Adventures in Interactive Fiction

Success is North of Failure

And there was light, and it was good.

Happily, I’m getting back into the swing of things. Most of my descriptions are done, in that they are written, which has made it possible for me to sort of move on. They’re still not quite complete, but I have at least overcome the obstacle of not being able to put anything down at all. Tweaking, for me, is far easier than the initial process of writing.

So in the process of creating a closet, I got (happily) sidetracked by creating a light. It’s a fairly simple and straightforward construction: a cord and an outlet; plug the first into the second and voila, there’s light. Took only two minutes to realize it wasn’t as straightforward as I initially thought. How do I keep people from plugging frogs into candles, for instance? So I set about defining what can be plugged in, what can be plugged into, and how to handle any deviations from that.

And I figured it out, without needing to turn to the documentation. *insert happy dance* Now, the fact that I did it on my own means it is probably the least graceful approach, but it works. It’s also good for the confidence; I’m really starting to feel like I have the makings of a game that will at least be passable, even if it falls short of being brilliant.

Next Challenge:

My next task is to figure out how to automatically supply the right second noun if someone says “plug cord”, or how to handle attempts at things like “plug in cord” instead. The question is: if I define an action as “applying to two things” how do I handle attempts that only apply to one thing? (Mostly rhetorical; I plan on posting the question to raif shortly. [UPDATE:  Got it working thanks to the kind and knowledgeable souls at raif.]

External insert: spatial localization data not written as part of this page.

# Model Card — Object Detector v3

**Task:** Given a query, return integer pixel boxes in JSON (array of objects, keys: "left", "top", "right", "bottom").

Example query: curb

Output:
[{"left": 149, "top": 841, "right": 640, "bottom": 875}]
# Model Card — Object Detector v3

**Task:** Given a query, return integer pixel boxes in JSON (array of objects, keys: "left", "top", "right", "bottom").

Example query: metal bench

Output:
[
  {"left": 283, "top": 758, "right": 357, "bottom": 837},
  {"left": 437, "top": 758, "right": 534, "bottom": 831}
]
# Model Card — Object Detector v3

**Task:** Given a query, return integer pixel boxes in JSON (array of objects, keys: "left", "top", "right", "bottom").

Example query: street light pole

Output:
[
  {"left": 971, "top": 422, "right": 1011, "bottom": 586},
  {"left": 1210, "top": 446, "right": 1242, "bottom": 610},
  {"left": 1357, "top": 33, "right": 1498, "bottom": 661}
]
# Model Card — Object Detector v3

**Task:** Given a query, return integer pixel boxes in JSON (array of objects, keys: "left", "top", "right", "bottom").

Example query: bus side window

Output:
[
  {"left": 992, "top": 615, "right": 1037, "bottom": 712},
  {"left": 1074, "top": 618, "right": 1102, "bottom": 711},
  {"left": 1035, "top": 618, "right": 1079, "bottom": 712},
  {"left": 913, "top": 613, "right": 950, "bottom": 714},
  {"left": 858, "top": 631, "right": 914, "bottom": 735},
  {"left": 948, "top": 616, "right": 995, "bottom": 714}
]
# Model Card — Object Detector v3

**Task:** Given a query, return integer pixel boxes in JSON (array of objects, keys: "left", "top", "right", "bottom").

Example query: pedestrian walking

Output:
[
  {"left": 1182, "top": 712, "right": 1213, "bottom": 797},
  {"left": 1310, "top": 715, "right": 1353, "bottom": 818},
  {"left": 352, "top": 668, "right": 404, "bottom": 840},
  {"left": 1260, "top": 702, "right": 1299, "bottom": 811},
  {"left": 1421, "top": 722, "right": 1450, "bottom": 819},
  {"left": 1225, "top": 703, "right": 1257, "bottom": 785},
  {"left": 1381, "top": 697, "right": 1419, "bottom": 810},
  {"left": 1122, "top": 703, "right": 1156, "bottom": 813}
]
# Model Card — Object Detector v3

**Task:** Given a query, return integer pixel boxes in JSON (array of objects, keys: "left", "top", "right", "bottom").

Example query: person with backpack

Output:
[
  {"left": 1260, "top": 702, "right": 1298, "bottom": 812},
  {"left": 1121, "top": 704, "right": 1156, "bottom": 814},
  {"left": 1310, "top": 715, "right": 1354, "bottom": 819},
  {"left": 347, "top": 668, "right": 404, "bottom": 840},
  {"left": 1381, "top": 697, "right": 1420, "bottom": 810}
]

The fun part of today’s exercise has come in thinking of new ways to expand the story. The game isn’t puzzleless, but it also isn’t going to be very hard; I guess my aim is towards something that is really mostly an interactive story; all the player’s actions are geared towards developing the story. The trick is figuring out how to do that in a way that doesn’t feel too mundane or tedious, without bringing in arbitrary puzzles just to give the player something to do.

Three day weekend ahead – if I get my way, much of it will be spent working on the game.